To read my review for each episode of Life Is Strange, please visit Darkstation.com.
Life Is Strange, the time travelling adventure game set in the Pacific Northwest, presents the unique and, well, strange life of Maxine Caulfield. On the surface, Life Is Strange has all the beats for an angsty CW-esque teen drama. The town of Arcadia Bay looks like postcard from a coffee shop gift store with its lush forests, pristine coastline, and arresting sunsets. You can almost feel the coziness of a warm flannel jacket and scratchy wool knit cap as you navigate the game’s picturesque main menu screen. Max is a student of the prestigious Blackwell Academy, an institution that is one part high school, one part art enclave. All of the familiar high school tropes are here: the jock, the bad girl, the weird kid, the queen bee, the religious girl, and the spoiled, bored rich kid. Max’s life changes when she witnesses a confrontation between two students that ends with one being shot. Without explanation, she’s able to rewind time to before the girl is shot thereby setting off a life altering chain of events.
The episodic adventure game genre was largely dominated by Telltale Games. There may be other studios that dabbled in the episodic format but in my experience, it was Telltale that honed it down to a science. Their choice-basred design easily fit within the scope of the numerous properties they licensed, from The Walking Dead to Borderlands. I developed feelings of apathy towards the genre after playing through a few Telltale joints and as such, I didn’t expect much from Life Is Strange. The originality of its setting and a story that wasn’t pigeonholed into a pre-existing property was so refreshing that it renewed my interest in the episodic format. It also helped that it was developed by a different studio.

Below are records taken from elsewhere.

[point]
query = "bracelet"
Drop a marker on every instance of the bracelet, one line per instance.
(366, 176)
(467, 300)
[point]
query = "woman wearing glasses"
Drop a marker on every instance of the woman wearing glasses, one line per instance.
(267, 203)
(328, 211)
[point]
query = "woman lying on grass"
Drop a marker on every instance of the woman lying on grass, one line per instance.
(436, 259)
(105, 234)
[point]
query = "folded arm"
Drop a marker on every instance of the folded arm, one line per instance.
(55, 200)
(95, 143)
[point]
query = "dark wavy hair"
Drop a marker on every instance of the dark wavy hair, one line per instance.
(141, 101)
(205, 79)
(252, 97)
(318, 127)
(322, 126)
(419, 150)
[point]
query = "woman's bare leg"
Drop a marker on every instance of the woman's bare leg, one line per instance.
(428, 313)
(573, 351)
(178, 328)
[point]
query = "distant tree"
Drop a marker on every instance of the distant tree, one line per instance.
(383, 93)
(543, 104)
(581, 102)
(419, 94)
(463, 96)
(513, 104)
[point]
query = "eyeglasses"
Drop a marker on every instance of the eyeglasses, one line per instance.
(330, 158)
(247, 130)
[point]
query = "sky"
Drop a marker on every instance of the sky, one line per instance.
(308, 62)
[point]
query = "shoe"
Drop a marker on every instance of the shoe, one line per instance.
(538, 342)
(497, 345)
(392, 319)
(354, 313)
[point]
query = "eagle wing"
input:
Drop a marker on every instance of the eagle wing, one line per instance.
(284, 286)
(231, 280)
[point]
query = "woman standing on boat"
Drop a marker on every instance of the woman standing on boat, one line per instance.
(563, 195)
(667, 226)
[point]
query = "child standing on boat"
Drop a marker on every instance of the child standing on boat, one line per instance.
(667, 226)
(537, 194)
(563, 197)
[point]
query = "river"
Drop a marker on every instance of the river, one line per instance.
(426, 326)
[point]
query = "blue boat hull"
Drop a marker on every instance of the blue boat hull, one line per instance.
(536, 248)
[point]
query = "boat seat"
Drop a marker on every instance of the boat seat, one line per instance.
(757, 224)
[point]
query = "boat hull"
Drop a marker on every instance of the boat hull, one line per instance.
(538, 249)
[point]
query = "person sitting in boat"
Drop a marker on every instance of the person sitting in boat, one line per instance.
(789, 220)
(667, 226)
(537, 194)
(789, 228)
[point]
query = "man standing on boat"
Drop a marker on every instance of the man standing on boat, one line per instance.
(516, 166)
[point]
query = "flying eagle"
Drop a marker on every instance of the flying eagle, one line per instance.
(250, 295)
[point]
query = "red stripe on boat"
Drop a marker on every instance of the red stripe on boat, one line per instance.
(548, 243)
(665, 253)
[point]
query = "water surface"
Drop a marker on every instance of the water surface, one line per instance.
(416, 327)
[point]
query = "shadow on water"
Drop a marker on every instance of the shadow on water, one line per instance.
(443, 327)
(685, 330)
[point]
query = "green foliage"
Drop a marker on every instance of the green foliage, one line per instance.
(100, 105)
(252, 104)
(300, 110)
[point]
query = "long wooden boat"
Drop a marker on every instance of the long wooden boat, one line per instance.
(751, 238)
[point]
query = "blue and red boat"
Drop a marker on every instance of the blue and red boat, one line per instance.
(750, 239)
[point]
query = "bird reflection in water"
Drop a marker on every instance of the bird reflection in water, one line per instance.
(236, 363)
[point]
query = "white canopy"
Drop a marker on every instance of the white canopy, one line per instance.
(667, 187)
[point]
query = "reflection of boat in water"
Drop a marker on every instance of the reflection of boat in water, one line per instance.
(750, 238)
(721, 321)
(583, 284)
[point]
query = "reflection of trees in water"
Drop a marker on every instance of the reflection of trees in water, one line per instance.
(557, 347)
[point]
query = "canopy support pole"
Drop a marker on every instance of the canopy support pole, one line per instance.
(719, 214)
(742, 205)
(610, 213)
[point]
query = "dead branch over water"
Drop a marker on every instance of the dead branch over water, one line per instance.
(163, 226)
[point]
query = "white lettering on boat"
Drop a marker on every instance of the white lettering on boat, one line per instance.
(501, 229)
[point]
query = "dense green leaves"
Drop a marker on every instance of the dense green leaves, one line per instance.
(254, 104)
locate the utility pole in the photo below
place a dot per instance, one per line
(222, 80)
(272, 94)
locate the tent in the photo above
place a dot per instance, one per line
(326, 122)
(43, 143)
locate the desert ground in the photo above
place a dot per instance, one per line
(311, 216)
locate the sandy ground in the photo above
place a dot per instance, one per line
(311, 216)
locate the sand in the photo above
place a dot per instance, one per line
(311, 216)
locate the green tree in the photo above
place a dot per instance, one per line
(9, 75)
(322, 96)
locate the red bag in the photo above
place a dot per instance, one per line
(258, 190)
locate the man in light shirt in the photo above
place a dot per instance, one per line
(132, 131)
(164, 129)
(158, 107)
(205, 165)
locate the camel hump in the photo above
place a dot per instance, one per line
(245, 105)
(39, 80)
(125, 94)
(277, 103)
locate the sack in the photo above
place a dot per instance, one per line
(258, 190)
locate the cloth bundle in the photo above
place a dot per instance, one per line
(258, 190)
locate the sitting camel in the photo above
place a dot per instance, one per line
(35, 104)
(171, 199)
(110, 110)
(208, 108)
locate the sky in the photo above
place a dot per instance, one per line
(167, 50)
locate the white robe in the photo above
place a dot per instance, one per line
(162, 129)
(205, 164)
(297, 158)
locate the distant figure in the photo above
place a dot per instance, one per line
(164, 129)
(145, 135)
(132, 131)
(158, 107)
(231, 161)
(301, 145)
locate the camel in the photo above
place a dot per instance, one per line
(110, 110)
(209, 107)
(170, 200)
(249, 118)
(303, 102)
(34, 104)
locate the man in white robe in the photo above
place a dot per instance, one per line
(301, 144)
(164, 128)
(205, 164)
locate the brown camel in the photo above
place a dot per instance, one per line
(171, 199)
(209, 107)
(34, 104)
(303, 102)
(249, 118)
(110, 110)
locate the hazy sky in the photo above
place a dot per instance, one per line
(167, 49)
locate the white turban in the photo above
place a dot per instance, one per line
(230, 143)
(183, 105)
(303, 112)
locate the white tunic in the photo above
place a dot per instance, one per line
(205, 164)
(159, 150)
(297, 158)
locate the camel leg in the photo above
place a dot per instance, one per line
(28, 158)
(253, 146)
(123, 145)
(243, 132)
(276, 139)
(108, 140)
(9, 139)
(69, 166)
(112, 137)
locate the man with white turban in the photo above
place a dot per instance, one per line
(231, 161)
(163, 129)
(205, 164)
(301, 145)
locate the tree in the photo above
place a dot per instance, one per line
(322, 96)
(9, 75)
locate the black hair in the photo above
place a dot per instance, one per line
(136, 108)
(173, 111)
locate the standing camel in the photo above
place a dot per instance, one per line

Life Is Strange is noticeably less humorous Telltale’s more jaunty games, like Back to the Future and Tales from the Borderlands. It isn’t afraid to tackle heavy subject matter and uses bullying, rape, suicide, and drug use to show that all is not perfect in Arcadia Bay. The choices the player is confronted with across all five episodes are often difficult and uncomfortable. Laughs are served in small doses as the series reaches its end. Max is confronted by increasingly difficult situations as a result of the butterfly effect. Though she and the player are making the right decision, the game’s bitter truth lies in every action having an unintended effect. In the grand tradition of time travel narratives, if something is affected in the present, then something bad will assuredly happen in the future. And there’s no going back once that future moment arrives, leaving the player to cope with their decisions.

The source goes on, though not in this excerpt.